Dit blog is ook te beluisteren op soundcloud
In zijn blog ‘Geest van vlees en bloed’ stelt Emile Keuter tevreden vast dat het fijne van neuroloog zijn is dat je veel van de hersenen snapt. Ik geef onmiddellijk toe. Daar ben ik jaloers op. Het leidt geen twijfel dat hersenen en gedrag en beleving nauw met elkaar samenhangen. Dat ik in 1990 medisch specialist psychiatrie kon worden zonder in die opleiding ooit iets over de hersenen te hebben geleerd, tekent wel hoever de psychiatrie destijds verwijderd was van de neurologie.
Kijken naar de hersenen was zelfs lange tijd verdacht. In de jaren zeventig werd prof. Buikhuisen, een psycholoog, verguisd, omdat hij wilde onderzoeken of er biologische factoren waren die samenhingen met criminaliteit.
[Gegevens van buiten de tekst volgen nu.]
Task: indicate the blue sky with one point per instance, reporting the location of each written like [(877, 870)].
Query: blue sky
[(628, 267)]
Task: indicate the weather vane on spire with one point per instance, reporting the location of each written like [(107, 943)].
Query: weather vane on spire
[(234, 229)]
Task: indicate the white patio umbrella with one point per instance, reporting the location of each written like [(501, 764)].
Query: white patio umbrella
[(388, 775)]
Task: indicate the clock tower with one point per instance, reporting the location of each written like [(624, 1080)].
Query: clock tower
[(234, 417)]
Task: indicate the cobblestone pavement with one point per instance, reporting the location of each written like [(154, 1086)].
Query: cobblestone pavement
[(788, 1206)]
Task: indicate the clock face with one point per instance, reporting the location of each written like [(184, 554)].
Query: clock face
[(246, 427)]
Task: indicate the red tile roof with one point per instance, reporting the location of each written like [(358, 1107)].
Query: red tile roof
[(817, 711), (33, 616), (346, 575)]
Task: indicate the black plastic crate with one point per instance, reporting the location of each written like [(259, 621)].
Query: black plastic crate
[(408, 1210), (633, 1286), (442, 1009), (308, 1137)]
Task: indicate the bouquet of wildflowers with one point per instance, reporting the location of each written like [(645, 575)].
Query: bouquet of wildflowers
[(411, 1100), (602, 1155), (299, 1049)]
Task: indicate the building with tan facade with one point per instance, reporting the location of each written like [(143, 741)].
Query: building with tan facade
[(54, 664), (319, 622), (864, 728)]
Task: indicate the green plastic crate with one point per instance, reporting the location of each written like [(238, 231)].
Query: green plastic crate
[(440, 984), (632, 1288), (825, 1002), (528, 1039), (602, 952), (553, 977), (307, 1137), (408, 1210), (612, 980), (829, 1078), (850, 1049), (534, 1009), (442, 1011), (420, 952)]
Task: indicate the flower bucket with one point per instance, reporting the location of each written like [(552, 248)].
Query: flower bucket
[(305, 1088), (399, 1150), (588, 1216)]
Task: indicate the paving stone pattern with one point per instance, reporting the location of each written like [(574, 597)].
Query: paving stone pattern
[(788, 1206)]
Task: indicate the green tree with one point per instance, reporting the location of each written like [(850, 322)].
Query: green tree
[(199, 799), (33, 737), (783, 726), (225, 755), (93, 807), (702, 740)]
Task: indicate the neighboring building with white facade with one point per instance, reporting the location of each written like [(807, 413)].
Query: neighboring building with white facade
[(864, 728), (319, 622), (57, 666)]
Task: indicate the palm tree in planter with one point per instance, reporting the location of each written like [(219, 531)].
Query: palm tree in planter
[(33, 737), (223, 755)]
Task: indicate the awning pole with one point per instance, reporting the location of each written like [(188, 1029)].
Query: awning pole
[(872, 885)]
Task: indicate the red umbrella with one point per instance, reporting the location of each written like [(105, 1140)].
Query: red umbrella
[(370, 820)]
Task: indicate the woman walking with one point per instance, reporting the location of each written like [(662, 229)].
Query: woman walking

Hugo Brandt Corstius maakte hem onder het pseudoniem Piet Grijs in Vrij Nederland uit voor van alles en nog wat, waaronder zelfs voor fascist. Des te schrijnender als je weet dat Buikhuisen zijn vader verloor in de oorlog en in een jappenkamp heeft gezeten. Nee, de linkse kerk wist toen wel raad met andersdenkenden. Ook prof. Herman van Praag, die drie jaar in concentratiekamp Theresienstadt gezeten had, viel de ‘eer’ te beurt naziarts te worden genoemd. In de jaren zestig had hij de eerste biologische afdeling Psychiatrie in Groningen opgezet. In zijn Utrechtse tijd moesten zijn kinderen onder politiebegeleiding naar school. Ook Dick Swaab heeft nog te maken gehad met bedreigingen toen hij onderzocht of homoseksualiteit een biologische basis had. Een geschiedenis om vol schaamte op terug te kijken.
Inmiddels zijn de rollen echter omgekeerd. Dick Swaabs We zijn ons brein is een megabestseller. Als je nu nog gelooft dat er meer is dan hersenen, dan val je toch een beetje uit de toon.
Ik was dan ook blij verrast dat neuroloog (!) Steven Laureys aangaf dat hij de stelling dat we ons brein zijn aanmatigend vindt. We weten nog amper iets over het bewustzijn. Om dan nu al te claimen dat het volledig verklaard kan worden vanuit de materie is ver voor de muziek uit lopen.
Emile geeft aan dat hij zou willen dat we konden ervaren dat onze geest heel lichamelijk is. Die behoefte heb ik helemáál niet. Integendeel. Ik zie het feit dat we dat zo moeilijk kunnen ervaren, als een aanwijzing dat het niet waar is. Niet als een bewijs, want ook dingen die tegen onze intuïtie ingaan kunnen waar zijn.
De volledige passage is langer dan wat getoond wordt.